Llegan aquellos días de recibir decenas de mensajes de Whatsapp genéricos, de gente que hace envíos masivos. Textos impersonales, llenos de emoticonos variados que nos llegan después de que alguien haya apretado lo botoncito de reenviar a todos. Así, a discreción. Parejas que van y vienen, cabeceras de mesa que se quedan vacías o se heredan. Miradas esperadas, espíritus santos que no lo son tanto. Amistades oscilantes. Rinconcitos de afecto perenne. Realidades sobrevenidas. Sobras que cuestan más de tragar que un polvorón. La ironía de que algunas personas no te soportan por tu forma de ser y otros te aprecian tanto precisamente por ser como eres. Y, en medio de todo eso, la certeza de saber que lo más importante es dedicar tiempo a las personas queridas y, como decía Joan Fuster, adivinar a los amigos.

Empatías que fluctúan, reencuentros anhelados, reuniones más por compromiso que por voluntad. La misa del Gallo, los villancicos de siempre, el poema encima de la silla, las recetas que se van heredando pero que nunca salen igual que el original. El nuevo amigo invisible envuelto con parches de papel de regalo viejo. La sensación de que ya tendremos días para quedar con todo el mundo que queremos y cómo, después, para variar, el tiempo se nos tira encima y tenemos más citas y deseos que espacios vacíos en el calendario.
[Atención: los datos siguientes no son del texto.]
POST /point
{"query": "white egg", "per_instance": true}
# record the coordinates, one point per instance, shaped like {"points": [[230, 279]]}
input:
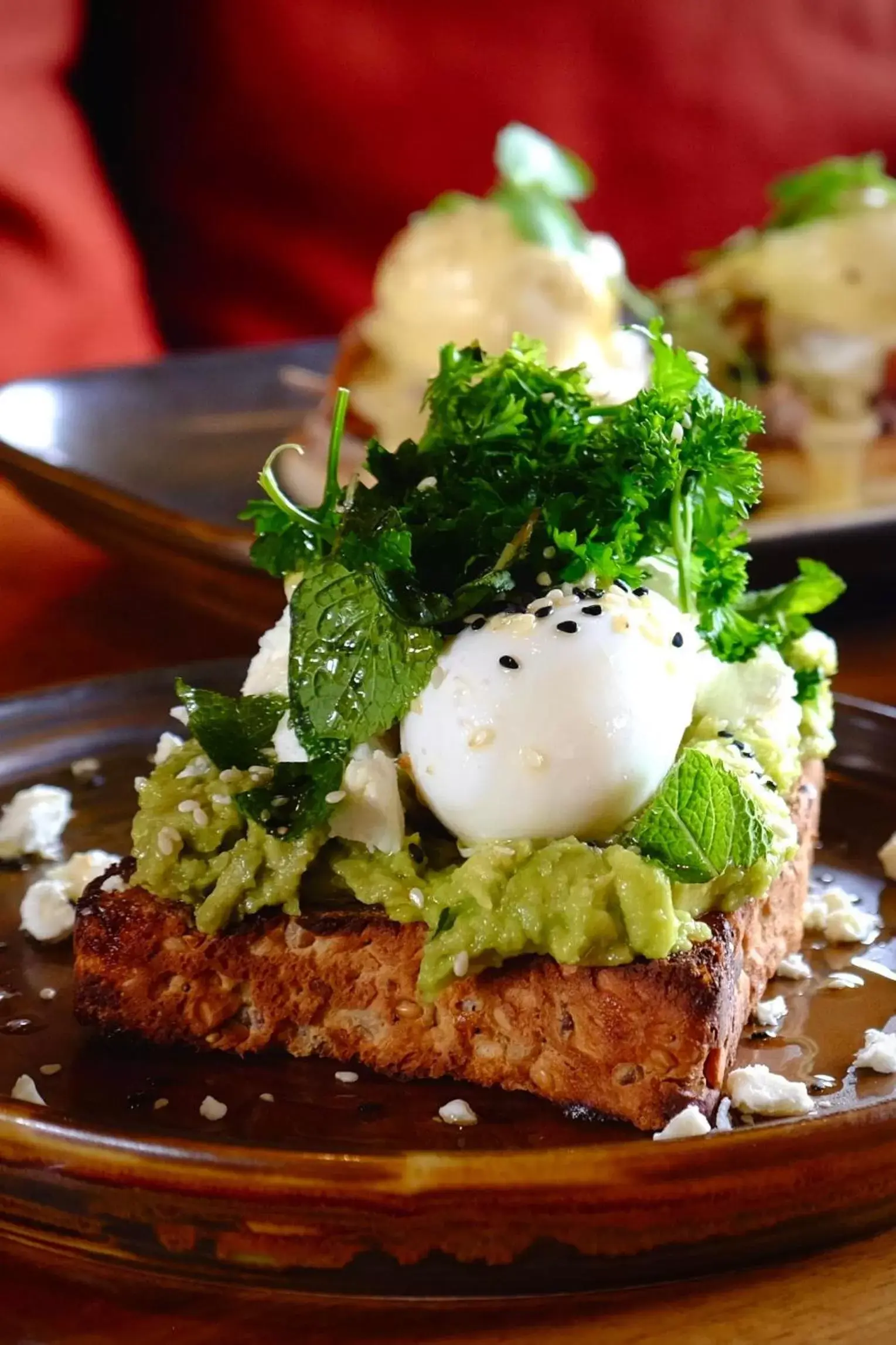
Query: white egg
{"points": [[570, 738]]}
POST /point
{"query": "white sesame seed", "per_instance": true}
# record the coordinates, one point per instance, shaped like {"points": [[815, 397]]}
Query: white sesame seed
{"points": [[212, 1109], [458, 1113]]}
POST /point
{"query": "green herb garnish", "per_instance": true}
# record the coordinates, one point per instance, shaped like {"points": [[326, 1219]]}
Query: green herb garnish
{"points": [[701, 822]]}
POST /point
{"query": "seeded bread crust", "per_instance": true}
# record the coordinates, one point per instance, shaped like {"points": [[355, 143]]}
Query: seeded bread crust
{"points": [[637, 1042]]}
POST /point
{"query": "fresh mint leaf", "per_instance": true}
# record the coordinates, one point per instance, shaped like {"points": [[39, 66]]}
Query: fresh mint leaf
{"points": [[701, 822], [832, 188], [231, 731], [355, 667], [526, 158], [295, 801]]}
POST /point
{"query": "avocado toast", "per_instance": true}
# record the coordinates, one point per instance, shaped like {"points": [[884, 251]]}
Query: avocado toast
{"points": [[524, 784]]}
Decepciones anunciadas. Otras inesperadas. Abrazos que salvan. Personas almohada. Todas ellas formando parte de una postal de Navidad que cada vez quizás cuesta más de escribir pero que al mismo tiempo va cogiendo una forma más definitiva y estable, sabiendo distinguir el grano de la paja, haciendo mejor letra.

Llega el invierno y, con él, el cambio de armario. La importancia de ir bien vestida cuando hace frío. De saber tirar la ropa que nos va pequeña o que hace tiempo que no usamos —por algo debe ser— y de renovar las prendas que nos tienen que abrigar, ahora que la nieve empieza a caer y las guaridas seguras no abundan. Luces de colorines, un abeto enfermado que marca un cambio de era. Un billete de tren o de avión. La familia de sangre y de corazón, que no siempre son la misma. Secretos y disimulos. Certezas y emociones. Y aquel anuncio de El Almendro que te dice que vuelves a casa por Navidad y donde más importante que el turrón es saber en qué casa quieres comértelo. Tradiciones hilvanadas, tangibles. El niño Jesús que vuelve a nacer, año tras año, como la piel de nuestros recuerdos. Recuerdos que se esfuman, como una candela que se va consumiendo ante el Nacimiento, como la chimenea que quema y deja solo la ceniza como testigo de los troncos que un día serían árbol. El bosque milenario que se transforma sin dejar de respirar.